Las Vegas Sun

May 4, 2024

Letter to the editor:

Anti-drilling arguments ignore reality

An editorial in Friday’s Las Vegas Sun (“A new push for oil: Bush administration’s latest effort to open sensitive areas to drilling should be stopped”) is wrong, wrong, wrong.

Gas and oil prices are up, and rising on a daily basis. All costs for energy and all goods and services requiring energy must continue to rise. Consequently, consumer spending is down. The travel industry is taking a big hit. The bottom still has not been found in the housing market. The war on terrorism will continue with its associated astronomical costs, both financially and in human suffering.

The mess that has been created by our leaders in the ethanol-gasoline boondoggle is in the media constantly. Suffice it to say that the ethanol-gasoline boondoggle will increase the deaths of millions because of malnutrition and disease.

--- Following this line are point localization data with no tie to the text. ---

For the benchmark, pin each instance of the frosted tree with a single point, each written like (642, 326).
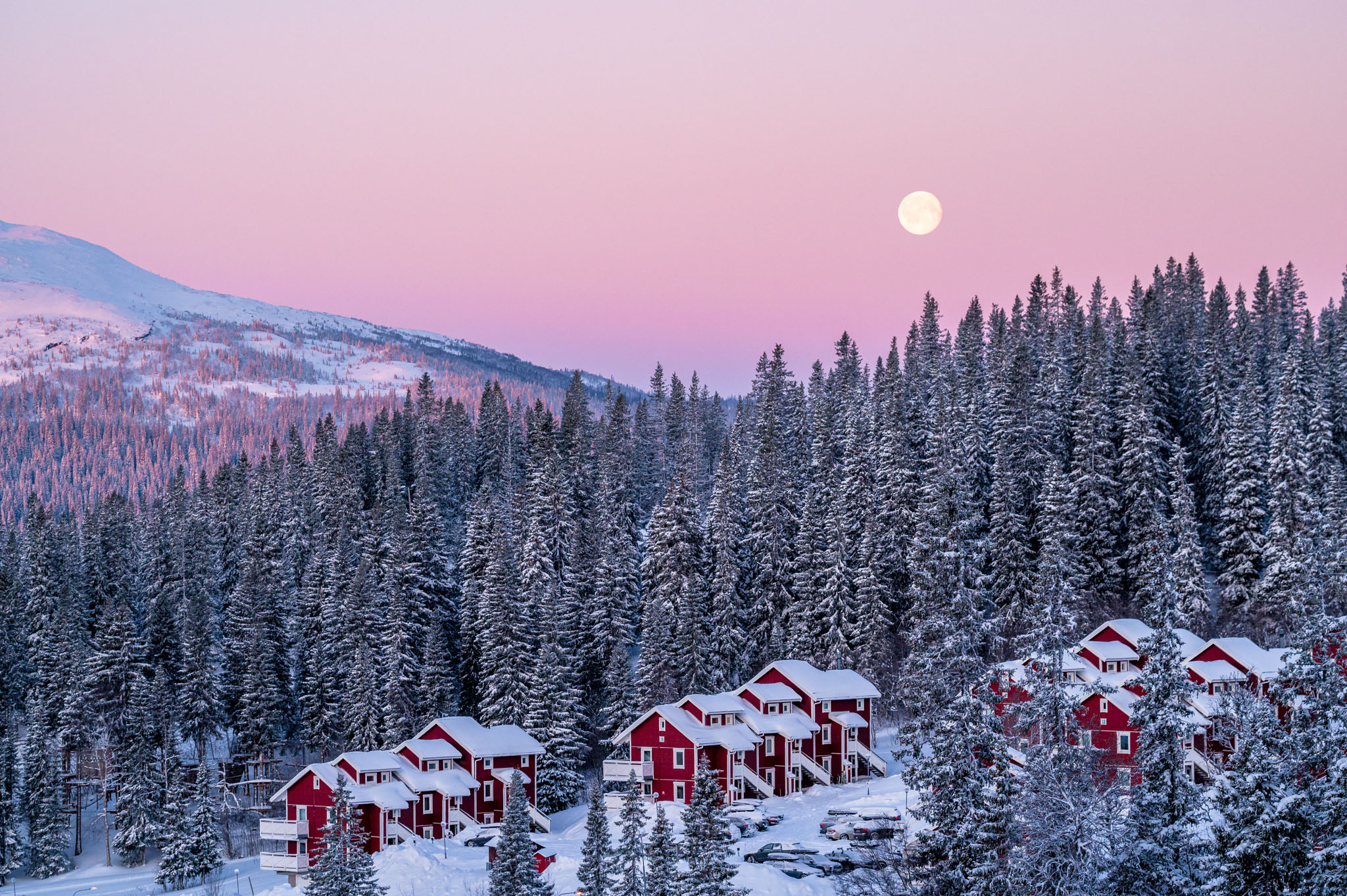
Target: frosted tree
(343, 866)
(705, 848)
(662, 857)
(631, 843)
(515, 872)
(49, 826)
(599, 864)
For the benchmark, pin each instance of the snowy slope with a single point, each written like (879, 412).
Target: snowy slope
(68, 303)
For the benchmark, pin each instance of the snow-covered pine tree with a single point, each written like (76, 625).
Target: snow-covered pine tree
(1261, 840)
(662, 855)
(555, 720)
(11, 806)
(343, 866)
(631, 843)
(706, 848)
(1165, 853)
(599, 864)
(515, 872)
(49, 826)
(137, 781)
(1186, 559)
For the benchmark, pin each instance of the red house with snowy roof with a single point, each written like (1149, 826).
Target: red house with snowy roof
(790, 726)
(454, 774)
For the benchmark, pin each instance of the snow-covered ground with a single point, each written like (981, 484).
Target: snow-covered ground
(439, 868)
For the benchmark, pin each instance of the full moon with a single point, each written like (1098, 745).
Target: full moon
(920, 213)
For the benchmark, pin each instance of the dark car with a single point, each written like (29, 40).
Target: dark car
(767, 851)
(853, 859)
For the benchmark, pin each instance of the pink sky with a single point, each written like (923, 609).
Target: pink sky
(609, 185)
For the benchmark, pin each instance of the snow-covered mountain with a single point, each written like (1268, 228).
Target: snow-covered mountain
(70, 304)
(112, 377)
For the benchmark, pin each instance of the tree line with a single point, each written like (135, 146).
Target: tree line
(562, 567)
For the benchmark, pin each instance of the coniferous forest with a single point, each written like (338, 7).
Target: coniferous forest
(994, 483)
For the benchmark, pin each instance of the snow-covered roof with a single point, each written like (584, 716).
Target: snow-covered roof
(431, 748)
(737, 736)
(451, 782)
(825, 684)
(849, 720)
(794, 724)
(371, 761)
(1215, 671)
(714, 703)
(392, 794)
(771, 692)
(1133, 630)
(1265, 663)
(1110, 650)
(507, 775)
(497, 740)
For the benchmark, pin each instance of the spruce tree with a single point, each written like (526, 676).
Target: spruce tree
(343, 866)
(662, 857)
(599, 865)
(49, 826)
(515, 872)
(631, 843)
(706, 848)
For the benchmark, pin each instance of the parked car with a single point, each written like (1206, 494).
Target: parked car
(853, 859)
(795, 870)
(766, 851)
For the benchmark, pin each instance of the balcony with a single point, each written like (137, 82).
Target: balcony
(623, 768)
(282, 829)
(285, 862)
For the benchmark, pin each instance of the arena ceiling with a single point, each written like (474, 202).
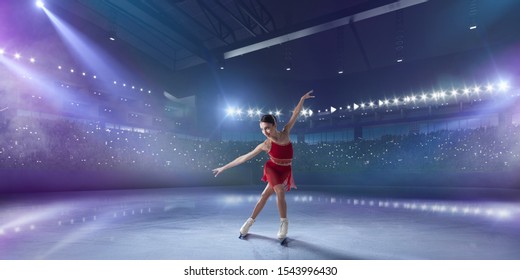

The industrialized world that has existed for the past 100 years has made energy producers in all of their forms, including oil and its byproducts, a necessity in modern and convenient societies. To pretend otherwise is not logical.

And it is a buyer’s market in the global economy. Prices for energy will continue to be bid upward by booming economies in India, China and other nations. We absolutely cannot get ourselves out of this mess with conservation and/or energy alternatives alone.

However, increased domestic production, in both drilling and refining, brought on line quickly (actually this should have been done at least 20 years ago) will have many benefits. Absolutely, it will be a psychological boost that we all need. Our full-fledged commitment to this must reduce prices. A balanced energy policy encompassing all alternatives is simply logical.

It seems America and our leaders have, over time, constantly made mistakes simply by not looking forward. This is the time to ask: Where do we want to be 10 or 20 years from now? And then make intelligent policy decisions based on that profile!

Ask yourselves: What good are clean air, pristine coasts, a burgeoning polar bear population, etc., to those who absolutely will die as a result of the high costs of draconian environmental rules and regulations?